Just for fun, I want to generate pseudo-English phrase to "store" this information in. I want to be able to recover this information from the phrase.

Note: This is not a security question, I don't care if someone else will be able to recover the information or even detect that it is there or not.

Criteria for better phrases, from most important to the least:

  • Short
  • Unique
  • Natural-looking

The current approach, suggested here:

Take three lists of 1024 nouns, verbs and adjectives each (picking most popular ones). Generate a phrase by the following pattern, reading 20 bits for each word:

Noun verb adjective verb,
Noun verb adjective verb,
Noun verb adjective verb,
Noun verb adjective verb.

Now, this seems to be a good approach, but the phrase is a bit too long and a bit too dull.

I have found a corpus of words here (Part of Speech Database).

After some ad-hoc filtering, I calculated that this corpus contains, approximately

  • 50690 usable adjectives
  • 123585 nouns
  • 15301 verbs

This allows me to use up to

  • 16 bits per adjective (actually 16.9, but I can't figure how to use fractional bits)
  • 15 bits per noun
  • 13 bits per verb

For noun-verb-adjective-verb pattern this gives 57 bits per "sentence" in phrase. This means that, if I'll use all words I can get from this corpus, I can generate three sentences instead of four (160 / 57 ˜ 2.8).

Noun verb adjective verb,
Noun verb adjective verb,
Noun verb adjective verb.

Still a bit too long and dull.

Any hints how can I improve it?

What I see that I can try:

  • Try to compress my data somehow before encoding. But since the data is completely random, only some phrases would be shorter (and, I guess, not by much).
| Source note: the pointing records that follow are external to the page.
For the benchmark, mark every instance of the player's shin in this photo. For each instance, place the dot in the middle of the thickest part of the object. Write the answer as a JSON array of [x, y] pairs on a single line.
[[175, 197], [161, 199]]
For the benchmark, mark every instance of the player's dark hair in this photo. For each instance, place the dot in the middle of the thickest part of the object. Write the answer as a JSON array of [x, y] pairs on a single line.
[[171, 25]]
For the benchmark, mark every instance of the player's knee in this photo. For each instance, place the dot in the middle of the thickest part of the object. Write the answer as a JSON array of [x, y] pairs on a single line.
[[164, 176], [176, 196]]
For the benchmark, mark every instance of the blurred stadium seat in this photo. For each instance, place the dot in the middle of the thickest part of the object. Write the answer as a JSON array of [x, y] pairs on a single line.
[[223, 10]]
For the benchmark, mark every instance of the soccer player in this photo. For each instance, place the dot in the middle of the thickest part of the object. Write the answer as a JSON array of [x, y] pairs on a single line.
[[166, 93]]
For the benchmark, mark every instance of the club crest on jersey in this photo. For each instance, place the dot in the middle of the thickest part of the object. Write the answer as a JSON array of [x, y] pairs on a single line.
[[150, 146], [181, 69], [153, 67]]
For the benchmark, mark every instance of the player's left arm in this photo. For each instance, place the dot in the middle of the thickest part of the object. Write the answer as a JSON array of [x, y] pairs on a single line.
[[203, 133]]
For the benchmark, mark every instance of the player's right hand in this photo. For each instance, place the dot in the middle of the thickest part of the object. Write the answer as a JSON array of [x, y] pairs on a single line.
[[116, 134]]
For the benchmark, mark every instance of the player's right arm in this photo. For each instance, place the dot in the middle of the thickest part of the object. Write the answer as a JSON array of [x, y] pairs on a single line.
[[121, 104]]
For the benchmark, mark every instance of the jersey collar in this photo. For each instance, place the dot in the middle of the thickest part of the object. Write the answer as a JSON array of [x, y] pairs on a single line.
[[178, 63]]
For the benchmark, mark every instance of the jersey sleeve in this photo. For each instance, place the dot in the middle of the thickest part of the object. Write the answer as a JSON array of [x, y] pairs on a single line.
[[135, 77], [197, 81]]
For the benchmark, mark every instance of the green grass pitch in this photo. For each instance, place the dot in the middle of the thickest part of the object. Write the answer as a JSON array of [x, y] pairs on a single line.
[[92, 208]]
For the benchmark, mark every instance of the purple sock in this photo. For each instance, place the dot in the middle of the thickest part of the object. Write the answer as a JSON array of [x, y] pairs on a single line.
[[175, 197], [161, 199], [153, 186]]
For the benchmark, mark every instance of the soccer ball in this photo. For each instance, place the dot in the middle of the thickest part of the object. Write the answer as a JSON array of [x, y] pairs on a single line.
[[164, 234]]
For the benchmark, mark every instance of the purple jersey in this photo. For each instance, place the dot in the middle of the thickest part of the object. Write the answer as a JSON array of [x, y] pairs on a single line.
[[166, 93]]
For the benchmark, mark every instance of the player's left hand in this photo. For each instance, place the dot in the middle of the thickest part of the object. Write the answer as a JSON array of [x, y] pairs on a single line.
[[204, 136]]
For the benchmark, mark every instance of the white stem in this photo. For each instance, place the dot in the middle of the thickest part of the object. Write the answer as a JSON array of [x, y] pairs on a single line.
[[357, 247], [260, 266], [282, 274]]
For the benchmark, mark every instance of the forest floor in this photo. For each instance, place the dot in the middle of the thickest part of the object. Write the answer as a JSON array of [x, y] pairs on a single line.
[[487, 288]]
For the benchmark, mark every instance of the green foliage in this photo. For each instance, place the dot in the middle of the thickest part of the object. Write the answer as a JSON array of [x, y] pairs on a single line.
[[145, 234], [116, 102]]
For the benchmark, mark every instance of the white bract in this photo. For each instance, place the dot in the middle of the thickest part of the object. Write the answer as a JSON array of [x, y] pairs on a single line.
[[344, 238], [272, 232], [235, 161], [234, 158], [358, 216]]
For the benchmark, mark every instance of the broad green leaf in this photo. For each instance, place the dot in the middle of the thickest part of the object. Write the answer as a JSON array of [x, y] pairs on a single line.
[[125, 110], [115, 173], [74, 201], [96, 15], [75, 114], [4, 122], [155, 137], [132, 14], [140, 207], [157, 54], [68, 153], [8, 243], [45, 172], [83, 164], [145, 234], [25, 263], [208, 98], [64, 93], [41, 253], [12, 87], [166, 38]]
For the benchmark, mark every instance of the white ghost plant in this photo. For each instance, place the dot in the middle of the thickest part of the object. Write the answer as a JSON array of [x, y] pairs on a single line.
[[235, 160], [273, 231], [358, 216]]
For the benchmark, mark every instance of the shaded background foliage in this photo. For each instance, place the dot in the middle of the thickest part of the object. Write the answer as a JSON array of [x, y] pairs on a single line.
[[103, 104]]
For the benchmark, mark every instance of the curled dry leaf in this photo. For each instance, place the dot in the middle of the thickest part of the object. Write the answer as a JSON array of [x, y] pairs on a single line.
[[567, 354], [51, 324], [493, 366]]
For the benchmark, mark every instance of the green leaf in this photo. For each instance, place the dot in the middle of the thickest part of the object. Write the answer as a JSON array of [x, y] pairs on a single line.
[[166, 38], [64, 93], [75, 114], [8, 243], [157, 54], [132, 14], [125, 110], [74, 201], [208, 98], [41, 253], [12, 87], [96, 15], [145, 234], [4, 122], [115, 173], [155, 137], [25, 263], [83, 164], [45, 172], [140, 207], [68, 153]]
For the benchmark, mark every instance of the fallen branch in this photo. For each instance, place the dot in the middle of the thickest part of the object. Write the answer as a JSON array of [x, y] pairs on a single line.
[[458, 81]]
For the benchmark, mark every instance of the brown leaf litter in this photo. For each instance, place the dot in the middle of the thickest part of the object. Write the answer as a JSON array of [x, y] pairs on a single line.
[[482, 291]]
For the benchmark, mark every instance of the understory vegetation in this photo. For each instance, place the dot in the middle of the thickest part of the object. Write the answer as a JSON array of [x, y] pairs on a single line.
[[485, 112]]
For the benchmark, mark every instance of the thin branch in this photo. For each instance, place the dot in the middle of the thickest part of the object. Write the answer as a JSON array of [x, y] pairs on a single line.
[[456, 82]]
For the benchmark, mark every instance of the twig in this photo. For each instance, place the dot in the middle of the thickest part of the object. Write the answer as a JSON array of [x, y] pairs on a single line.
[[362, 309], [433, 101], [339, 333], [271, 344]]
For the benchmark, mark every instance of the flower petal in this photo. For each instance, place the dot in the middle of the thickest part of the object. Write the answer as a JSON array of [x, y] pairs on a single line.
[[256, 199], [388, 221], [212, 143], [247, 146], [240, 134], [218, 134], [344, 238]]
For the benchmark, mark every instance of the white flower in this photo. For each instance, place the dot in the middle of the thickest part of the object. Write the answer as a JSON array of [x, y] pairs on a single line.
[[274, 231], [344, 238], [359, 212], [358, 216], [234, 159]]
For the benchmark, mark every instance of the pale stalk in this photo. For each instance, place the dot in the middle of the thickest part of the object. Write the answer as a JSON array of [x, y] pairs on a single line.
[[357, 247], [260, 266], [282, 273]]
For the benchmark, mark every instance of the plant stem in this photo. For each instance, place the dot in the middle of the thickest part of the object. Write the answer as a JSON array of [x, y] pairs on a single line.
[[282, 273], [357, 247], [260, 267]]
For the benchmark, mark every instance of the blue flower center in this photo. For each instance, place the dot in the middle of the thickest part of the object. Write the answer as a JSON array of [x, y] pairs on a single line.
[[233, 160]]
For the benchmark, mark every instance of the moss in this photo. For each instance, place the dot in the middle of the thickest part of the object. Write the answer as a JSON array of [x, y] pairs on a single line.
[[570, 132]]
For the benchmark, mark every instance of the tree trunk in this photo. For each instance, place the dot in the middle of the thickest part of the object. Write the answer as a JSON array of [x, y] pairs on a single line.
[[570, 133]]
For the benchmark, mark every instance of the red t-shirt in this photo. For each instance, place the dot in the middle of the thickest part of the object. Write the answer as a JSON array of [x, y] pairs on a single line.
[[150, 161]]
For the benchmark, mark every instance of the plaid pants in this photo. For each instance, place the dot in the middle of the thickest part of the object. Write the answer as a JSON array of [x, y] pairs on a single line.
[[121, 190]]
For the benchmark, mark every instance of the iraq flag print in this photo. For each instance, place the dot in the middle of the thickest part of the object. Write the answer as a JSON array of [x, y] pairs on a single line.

  • Improve phrase pattern, so it would look better.

  • Use several patterns, using the first word in phrase to somehow indicate for future decoding which pattern was used. (For example, use the last letter or even the length of the word.) Pick pattern according to the first bytes of the data.

...I'm not that good with English to come up with better phrase patterns. Any suggestions?

  • Use more linguistics in the pattern. Different tenses etc.

...I guess, I would need much better word corpus than I have now for that. Any hints where can I get a suitable one?